Hamblin grew up speaking in tongues but didn't handle snakes until he saw a documentary on snake handling.

"You can take up serpents. A four, five foot deadly rattlesnake. You can lay its head in the palm of your hand under the anointment of God and there will be no harm come to you," he said.  

Snake handling in churches is never staged, rather it comes naturally. Hamblin said he never plans what happens in church and he said church members are led by the spirit. But sometimes people can get bit. Hamblin has been bit four times.

"Now I've got a crippled finger to prove that they are not defanged," said Hamblin.

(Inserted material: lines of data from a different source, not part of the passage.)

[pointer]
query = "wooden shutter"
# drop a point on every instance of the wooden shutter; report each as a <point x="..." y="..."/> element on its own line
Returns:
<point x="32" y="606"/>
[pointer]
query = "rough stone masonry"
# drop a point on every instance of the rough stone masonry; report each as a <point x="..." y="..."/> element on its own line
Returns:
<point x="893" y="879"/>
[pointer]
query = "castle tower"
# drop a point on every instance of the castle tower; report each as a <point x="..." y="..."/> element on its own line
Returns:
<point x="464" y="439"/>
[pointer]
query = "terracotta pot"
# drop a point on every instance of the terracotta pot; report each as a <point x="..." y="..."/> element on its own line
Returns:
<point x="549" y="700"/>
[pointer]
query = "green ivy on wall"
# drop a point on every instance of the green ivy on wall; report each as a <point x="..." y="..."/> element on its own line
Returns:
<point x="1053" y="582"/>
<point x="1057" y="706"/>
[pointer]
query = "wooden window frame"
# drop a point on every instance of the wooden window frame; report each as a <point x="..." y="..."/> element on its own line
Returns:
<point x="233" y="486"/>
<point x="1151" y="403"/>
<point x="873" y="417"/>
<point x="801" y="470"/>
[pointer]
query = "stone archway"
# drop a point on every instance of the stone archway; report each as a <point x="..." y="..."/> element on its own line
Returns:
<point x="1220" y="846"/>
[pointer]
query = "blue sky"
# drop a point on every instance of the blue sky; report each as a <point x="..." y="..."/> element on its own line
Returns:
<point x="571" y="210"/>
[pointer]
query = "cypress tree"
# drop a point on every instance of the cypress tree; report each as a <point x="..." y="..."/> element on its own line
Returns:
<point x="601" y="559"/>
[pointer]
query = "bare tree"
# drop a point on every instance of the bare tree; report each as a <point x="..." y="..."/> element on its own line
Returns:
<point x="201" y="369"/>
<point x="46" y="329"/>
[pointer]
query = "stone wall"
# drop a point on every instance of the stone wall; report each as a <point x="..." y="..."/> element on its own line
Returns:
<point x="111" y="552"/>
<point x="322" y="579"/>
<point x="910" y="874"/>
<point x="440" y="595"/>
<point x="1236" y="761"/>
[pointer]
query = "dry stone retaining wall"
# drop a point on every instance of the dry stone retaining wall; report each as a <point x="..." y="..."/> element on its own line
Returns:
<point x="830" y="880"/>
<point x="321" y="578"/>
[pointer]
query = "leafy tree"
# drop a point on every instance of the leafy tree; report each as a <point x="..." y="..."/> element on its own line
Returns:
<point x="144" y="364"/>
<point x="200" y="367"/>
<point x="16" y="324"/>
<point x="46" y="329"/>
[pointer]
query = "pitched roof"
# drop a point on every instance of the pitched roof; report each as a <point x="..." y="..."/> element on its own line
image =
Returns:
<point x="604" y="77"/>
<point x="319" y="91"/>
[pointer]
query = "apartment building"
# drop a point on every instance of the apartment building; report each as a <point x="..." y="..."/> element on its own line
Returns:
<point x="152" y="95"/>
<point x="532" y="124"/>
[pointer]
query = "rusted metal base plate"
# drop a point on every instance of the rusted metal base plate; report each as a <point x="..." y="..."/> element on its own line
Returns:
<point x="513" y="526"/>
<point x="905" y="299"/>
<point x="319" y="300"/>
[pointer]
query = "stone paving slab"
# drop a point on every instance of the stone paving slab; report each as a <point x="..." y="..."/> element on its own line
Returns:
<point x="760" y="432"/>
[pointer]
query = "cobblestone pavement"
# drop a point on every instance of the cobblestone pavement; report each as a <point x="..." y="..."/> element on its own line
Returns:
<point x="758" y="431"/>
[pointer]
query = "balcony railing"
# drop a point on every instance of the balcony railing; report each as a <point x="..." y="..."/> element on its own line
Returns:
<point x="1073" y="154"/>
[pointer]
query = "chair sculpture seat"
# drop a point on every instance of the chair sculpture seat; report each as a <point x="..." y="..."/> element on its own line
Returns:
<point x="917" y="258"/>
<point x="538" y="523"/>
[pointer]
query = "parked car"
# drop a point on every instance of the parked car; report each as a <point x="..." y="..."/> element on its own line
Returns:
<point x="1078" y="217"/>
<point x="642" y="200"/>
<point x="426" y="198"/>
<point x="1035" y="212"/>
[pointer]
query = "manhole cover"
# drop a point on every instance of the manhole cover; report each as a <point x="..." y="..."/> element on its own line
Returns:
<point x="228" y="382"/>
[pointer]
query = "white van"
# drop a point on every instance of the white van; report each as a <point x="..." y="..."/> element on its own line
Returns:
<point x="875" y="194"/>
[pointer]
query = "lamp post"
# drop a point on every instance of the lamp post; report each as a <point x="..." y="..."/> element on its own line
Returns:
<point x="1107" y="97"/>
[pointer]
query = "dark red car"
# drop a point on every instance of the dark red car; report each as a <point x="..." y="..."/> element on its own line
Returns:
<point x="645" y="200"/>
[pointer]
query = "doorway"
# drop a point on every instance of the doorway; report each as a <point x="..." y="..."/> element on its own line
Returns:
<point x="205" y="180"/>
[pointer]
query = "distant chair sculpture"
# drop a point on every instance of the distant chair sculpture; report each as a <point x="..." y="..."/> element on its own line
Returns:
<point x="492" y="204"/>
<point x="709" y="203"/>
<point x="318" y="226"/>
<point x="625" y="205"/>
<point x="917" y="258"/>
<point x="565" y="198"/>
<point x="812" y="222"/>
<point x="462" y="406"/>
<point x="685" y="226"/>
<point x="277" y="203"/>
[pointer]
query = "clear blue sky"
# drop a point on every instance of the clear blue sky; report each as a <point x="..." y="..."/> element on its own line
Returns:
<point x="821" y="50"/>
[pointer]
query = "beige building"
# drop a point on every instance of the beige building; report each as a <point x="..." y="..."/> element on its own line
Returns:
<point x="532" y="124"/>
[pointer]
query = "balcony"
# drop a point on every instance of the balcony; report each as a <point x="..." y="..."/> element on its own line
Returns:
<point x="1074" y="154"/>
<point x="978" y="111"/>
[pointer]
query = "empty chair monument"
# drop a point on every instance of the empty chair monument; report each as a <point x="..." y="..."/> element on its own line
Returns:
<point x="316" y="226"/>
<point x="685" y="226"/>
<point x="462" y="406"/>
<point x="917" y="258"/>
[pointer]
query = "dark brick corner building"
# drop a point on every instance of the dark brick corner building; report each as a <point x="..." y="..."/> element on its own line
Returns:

In 1998, John Wayne Brown, a Tennessee pastor, died after being bitten by a rattlesnake at the Rock House Holiness Church. Six years earlier in 1992, Pastor Glenn Summerford was sentenced to 129 years for the attempted murder of his wife when he forced her hand into a cage of rattlesnakes because he wanted to divorce her and marry another woman.

Over the years, some churches have fallen to the wayside as states like Tennessee have outlawed possession of poisonous snakes.

In Alabama, possession of poisonous snakes is still legal as long as they are indigenous to the area.

So snake handling churches continue to practice and Hamblin said you're welcome at his church anytime.

"We want to love everybody because that's what god is," said Hamblin. "God is love."

Reverend Glenn Summerford will have his sentence completed on February 6, 2021, but a tentative parole hearing date has been set for April 2015.